Lawyers raise questions on Chief Justice Ranjan Gogoi's presence in court
The Chief Justice said he had to convene the special session to show that the judiciary cannot be turned into a scapegoat by vested interests
- Published 21.04.19, 7:13 AM
- Updated 21.04.19, 8:07 AM
- a min read
No mainstream political party had commented till Saturday night on the statement by the Chief Justice of India that the judiciary is under a serious threat but some lawyers wondered whether Justice Ranjan Gogoi should himself have participated in the special sitting.
The Chief Justice said he had to convene the special session to show that the judiciary cannot be turned into a scapegoat by vested interests.
“We had to take this extraordinary and unusual step because things have gone too far. We cannot allow this.… I want to tell the citizens of this country is that today (the) judiciary is under a serious threat,” Justice Gogoi said.
The Chief Justice refrained from signing the order that was passed after the special session. It was signed by the other two judges, Justices Arun Mishra and Sanjiv Khanna.
Judicial sources defended the Chief Justice’s participation in the session, saying he must be given an opportunity to respond to the allegations directly levelled against him. Having done that, the Chief Justice stepped aside when it came to signing the order, they pointed out.
But Namit Saxena, a Supreme Court lawyer, wrote on the portal Live Law: “If at all the CJI considered the matter to have been taken on the judicial side, he could not have been part of the bench…. If the objective was to convey a message to the media, a press conference should have been called.”
Jurist Rakesh Dwivedi told PTI: “My firm view is that the CJI should not have presided over the bench.”
Dwivedi said that if the CJI wanted to clarify his position, he should have called a media conference.
“It is absolutely unusual, extraordinary and unlawful for him to sit through the proceedings and then not sign the order,” he added.

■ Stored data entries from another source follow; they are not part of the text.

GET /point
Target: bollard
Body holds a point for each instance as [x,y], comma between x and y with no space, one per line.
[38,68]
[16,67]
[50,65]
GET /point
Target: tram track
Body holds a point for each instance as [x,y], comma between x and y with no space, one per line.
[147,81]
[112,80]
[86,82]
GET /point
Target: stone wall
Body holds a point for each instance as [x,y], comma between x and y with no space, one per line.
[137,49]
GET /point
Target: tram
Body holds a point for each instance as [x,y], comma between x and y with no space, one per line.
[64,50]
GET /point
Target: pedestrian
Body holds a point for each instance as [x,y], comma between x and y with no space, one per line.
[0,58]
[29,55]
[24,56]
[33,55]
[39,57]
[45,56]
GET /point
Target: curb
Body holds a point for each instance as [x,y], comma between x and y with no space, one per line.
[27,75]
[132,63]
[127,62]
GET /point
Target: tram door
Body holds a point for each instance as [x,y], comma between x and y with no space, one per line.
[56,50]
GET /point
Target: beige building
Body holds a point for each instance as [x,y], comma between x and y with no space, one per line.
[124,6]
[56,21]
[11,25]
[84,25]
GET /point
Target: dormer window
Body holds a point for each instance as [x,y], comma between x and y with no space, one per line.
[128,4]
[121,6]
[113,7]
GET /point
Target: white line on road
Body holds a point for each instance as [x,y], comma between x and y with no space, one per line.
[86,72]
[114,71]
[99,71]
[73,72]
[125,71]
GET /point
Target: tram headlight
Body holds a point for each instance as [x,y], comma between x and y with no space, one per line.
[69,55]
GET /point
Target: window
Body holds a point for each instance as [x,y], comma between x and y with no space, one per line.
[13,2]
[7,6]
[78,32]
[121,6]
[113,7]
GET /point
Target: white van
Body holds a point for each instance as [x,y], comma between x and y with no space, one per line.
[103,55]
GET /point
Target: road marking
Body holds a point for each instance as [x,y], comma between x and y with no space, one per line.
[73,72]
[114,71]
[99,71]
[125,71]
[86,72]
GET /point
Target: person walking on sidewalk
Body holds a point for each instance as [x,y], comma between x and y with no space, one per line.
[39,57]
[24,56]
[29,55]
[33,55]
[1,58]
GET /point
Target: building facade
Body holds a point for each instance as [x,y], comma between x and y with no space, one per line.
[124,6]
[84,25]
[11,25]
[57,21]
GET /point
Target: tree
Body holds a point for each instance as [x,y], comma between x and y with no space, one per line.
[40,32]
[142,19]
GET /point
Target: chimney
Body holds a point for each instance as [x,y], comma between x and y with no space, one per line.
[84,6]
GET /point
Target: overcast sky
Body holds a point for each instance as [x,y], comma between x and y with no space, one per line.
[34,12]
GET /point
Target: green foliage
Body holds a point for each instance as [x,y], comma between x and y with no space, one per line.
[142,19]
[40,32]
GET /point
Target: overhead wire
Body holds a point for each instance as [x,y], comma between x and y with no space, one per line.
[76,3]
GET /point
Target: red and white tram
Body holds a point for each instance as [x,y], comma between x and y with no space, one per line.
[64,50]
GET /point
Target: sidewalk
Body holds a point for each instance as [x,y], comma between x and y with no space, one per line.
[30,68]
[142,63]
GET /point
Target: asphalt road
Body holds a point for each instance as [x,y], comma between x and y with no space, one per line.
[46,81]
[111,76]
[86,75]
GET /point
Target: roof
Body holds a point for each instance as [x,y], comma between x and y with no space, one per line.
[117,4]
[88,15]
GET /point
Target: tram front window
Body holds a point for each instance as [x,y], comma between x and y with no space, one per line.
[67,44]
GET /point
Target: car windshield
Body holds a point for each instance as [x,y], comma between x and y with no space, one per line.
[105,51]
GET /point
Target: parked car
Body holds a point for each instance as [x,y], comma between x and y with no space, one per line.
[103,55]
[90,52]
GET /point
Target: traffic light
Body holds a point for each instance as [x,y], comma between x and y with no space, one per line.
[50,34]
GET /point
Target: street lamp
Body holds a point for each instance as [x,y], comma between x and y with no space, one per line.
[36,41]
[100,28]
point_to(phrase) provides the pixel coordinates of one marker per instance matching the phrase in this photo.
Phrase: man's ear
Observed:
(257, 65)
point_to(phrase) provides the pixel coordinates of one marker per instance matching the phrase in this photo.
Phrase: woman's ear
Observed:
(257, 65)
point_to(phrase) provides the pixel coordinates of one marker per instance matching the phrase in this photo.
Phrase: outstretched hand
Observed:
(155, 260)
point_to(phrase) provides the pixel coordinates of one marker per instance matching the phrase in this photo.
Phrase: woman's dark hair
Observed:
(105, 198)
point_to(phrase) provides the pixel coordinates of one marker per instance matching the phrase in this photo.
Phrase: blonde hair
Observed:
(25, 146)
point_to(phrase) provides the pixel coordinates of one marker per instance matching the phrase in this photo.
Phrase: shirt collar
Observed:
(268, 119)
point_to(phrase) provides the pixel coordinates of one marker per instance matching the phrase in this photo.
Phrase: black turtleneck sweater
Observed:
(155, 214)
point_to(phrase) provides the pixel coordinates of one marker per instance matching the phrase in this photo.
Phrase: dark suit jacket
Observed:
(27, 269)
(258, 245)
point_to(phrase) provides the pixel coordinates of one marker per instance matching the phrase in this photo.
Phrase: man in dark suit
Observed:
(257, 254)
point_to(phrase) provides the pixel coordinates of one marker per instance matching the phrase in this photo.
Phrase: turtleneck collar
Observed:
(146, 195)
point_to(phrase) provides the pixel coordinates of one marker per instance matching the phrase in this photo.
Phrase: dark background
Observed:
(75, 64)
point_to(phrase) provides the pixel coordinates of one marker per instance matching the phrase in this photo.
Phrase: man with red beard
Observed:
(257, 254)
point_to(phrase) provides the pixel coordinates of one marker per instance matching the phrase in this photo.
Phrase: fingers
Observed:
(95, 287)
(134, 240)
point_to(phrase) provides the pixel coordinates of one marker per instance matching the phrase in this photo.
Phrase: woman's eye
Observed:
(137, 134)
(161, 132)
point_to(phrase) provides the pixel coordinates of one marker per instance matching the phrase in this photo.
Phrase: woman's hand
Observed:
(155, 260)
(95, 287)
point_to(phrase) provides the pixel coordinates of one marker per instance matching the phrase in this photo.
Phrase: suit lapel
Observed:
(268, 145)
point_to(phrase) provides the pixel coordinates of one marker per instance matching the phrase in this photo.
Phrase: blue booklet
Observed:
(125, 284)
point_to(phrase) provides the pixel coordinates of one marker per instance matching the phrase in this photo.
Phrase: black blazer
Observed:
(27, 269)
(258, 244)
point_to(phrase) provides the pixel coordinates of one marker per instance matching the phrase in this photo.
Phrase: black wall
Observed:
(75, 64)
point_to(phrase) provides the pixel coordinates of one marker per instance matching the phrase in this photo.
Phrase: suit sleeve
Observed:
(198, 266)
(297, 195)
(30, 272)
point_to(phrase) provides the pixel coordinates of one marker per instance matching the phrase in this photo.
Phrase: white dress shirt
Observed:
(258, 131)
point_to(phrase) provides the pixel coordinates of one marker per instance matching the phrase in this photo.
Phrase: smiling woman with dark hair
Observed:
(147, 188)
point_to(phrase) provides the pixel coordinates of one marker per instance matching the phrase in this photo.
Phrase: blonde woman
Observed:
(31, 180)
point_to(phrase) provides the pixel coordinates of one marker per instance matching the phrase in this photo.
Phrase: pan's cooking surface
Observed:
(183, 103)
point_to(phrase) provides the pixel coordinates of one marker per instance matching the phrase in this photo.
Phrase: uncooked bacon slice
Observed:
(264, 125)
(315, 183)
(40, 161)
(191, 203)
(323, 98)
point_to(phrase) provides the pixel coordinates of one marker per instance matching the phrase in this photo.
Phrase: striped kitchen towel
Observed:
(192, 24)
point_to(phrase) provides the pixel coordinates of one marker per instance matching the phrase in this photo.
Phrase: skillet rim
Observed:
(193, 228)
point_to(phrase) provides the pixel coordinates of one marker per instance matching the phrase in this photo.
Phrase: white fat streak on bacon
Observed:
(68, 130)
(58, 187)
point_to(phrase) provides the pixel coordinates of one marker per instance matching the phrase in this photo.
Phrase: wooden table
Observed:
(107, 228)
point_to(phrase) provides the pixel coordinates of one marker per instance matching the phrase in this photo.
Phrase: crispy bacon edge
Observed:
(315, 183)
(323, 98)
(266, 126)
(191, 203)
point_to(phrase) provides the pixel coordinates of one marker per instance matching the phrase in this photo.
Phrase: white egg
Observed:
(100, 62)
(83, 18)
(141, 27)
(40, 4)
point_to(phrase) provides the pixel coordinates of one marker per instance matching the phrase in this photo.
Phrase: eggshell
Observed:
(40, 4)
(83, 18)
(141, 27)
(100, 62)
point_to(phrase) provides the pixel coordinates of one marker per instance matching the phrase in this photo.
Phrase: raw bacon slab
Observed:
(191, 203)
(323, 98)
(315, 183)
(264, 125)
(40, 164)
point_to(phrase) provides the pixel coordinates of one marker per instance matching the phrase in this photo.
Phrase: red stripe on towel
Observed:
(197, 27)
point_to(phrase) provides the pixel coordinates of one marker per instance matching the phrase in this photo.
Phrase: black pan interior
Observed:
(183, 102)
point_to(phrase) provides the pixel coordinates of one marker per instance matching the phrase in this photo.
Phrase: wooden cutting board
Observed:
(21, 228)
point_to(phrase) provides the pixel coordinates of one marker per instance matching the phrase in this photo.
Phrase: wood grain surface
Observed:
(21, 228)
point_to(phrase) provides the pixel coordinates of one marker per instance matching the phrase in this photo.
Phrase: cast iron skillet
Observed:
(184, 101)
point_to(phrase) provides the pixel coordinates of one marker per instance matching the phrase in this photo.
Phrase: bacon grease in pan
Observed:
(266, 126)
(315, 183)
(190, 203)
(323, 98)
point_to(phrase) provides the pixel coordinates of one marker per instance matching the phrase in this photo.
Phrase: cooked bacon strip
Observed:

Dwivedi said that if the CJI was not part of the order passed, he should not have been on the bench in the first place.
On the bench’s order that left it to the media to exercise restraint, Dwivedi told the news agency: “They have not gagged the press but they have tried to make the suggestion…. The observations made by the bench are not required. Media is always expected to do that. So media should be allowed to perform its duty according to its own wisdom freely.”